To request reimbursement for eligible health care expenses under HCFSA, you must complete an HCFSA Claims Form and provide proper documentation. Filing a claim is easy. Here's how:
List each expense and claimant separately on the Claims Form;
Attach an Explanation of Benefits (EOB) statement from the health insurance carrier for medical expenses and from the Welfare Fund for dental, vision, and/or hearing expenses showing the unreimbursed balance;
- Attach copies of receipts or billing statements from the provider. The receipts and billing statements must include:
Note: Medical care must be for expenses to diagnose, cure, mitigate, treat or prevent disease, or to affect any structure or function of the body.
While eligible health care expenses of any amount up to your Plan Year goal amount are reimbursable, you must accumulate claims totaling at least $50 before submitting a Claims Form, unless your account balance is less than $50.00.
All completed Claims Forms must be submitted directly to the FSA Program Administrative Office and received by the last day of the month in order to be processed for that month. You will only be reimbursed for health-related expenses that are provided during the applicable Plan Year or Grace Period.
Note: No reimbursement can be made prior to the service actually being provided. Claims should be submitted in a timely manner.
A Grace Period is provided, from January 1 through March 15 following the close of the plan year, during which you may submit claims for eligible health care expenses incurred during the Grace Period using the remaining balance in your previous year's account, if any.
A Claims Run-Out Period is provided, from January 1st through May 31st following the close of the Plan Year's Grace Period, to submit claims for services performed during the previous Plan Year or Grace Period.

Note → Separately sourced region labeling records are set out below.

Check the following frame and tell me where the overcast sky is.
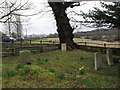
[1,0,112,35]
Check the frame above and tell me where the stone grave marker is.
[19,50,31,64]
[61,43,67,51]
[106,49,113,66]
[94,52,102,70]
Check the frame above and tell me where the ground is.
[2,50,118,88]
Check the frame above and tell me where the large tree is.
[48,2,80,49]
[81,2,120,40]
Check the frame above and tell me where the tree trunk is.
[49,2,76,49]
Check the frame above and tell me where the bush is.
[49,68,55,73]
[15,64,25,70]
[2,70,17,77]
[57,73,65,79]
[18,67,31,75]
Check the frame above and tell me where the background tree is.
[81,2,120,40]
[0,0,41,37]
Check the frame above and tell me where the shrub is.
[80,56,85,60]
[56,73,65,79]
[2,70,17,77]
[79,66,85,74]
[15,64,25,70]
[18,67,31,75]
[49,68,55,73]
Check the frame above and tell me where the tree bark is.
[49,2,76,49]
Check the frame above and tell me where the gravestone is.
[19,50,31,64]
[61,43,67,51]
[106,49,113,66]
[94,52,102,70]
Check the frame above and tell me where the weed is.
[2,70,17,77]
[37,58,49,65]
[56,73,65,79]
[70,74,77,80]
[56,56,60,60]
[18,67,31,75]
[85,80,95,87]
[42,58,49,62]
[15,64,25,70]
[32,69,39,74]
[49,68,55,73]
[79,66,85,74]
[80,56,85,60]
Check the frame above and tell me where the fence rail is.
[2,40,120,56]
[2,43,58,56]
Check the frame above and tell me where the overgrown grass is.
[2,50,118,88]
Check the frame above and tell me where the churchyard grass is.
[2,50,118,88]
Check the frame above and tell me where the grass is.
[2,50,118,88]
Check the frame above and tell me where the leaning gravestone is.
[19,50,31,64]
[106,49,113,66]
[94,52,102,70]
[61,43,67,51]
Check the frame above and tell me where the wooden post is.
[94,52,102,70]
[106,49,113,66]
[12,41,15,55]
[30,40,31,43]
[19,50,32,64]
[61,43,67,51]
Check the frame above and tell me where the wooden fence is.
[2,42,58,56]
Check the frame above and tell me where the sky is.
[0,0,111,35]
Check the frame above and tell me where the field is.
[2,50,118,88]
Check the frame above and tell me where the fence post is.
[30,40,31,44]
[104,43,106,47]
[12,41,15,55]
[40,40,42,44]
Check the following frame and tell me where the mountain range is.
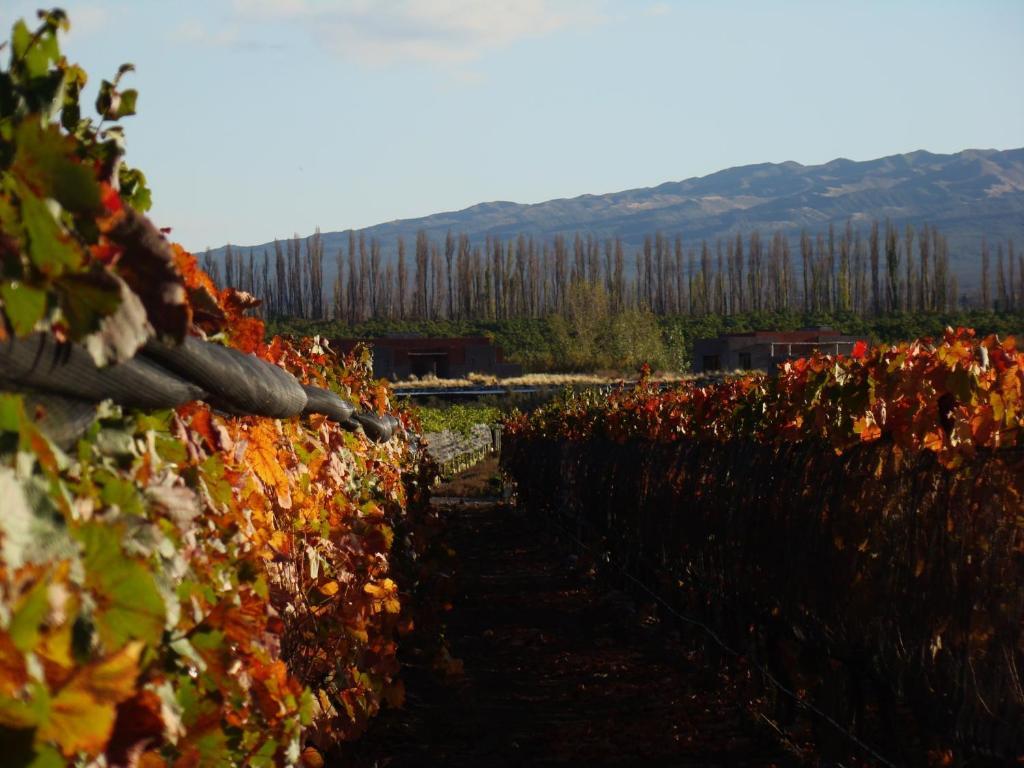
[217,148,1024,286]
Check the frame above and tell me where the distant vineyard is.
[502,330,1024,763]
[0,11,421,766]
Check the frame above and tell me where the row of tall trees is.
[204,221,1024,324]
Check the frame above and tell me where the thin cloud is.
[168,19,284,51]
[234,0,604,66]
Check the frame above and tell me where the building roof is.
[721,328,846,343]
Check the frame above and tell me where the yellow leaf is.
[36,641,142,757]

Download the FSA Program Forms
HCFSA Claims Denial
If, for any reason, it is necessary for the FSA Administrative Office to deny a claim, you will receive a denial letter stating the reason for denial.
You may appeal the denial by filing a written appeal with the Appeals Panel within 60 days after your receipt of the denial notice. The Appeals Panel will review your claim and make a determination within 60 days after receipt of your written notice for appeal, unless an extention of time is required. You will receive notice of the extention period within 60 days after the receipt of your written notice of appeal. The extention period may last for up to 60 days.
Reimbursement for approved claims processed during one month will be automatically deposited into the account you indicate on your Enrollment/Change Form or Direct Deposit Form by the close of the following month. Or you may choose to have reimbursement checks sent to your home address. Claims will be reimbursed up to the total amount of your election, less the maximum administrative fee of $4.00 per month ($48.00 per Plan Year) and any claims previously reimbursed, regardless of the current balance in your account.
Note: Payments will be made directly to you, not to the service provider.
HCFSA Account Statements
Every calendar quarter, you will receive a statement indicating all monthly contributions to your account, processed claims, a maximum account administrative fee of $4.00 per month, and your available balance. If you are receiving reimbursement through direct deposit, you will still receive a monthly claims payment statement.
After the Claims Run-Out Period, you will receive an annual statement that reflects the total amount contributed to and reimbursed from your account for the Plan Year.
In addition, the amount you contributed to HCFSA will be reflected on your Form W-2, which you receive from your employer. For federal tax purposes your gross income will reflect the adjusted amount.
Note: You must add back the amount listed as IRC 125 on your Form W-2 to your state/city gross wages.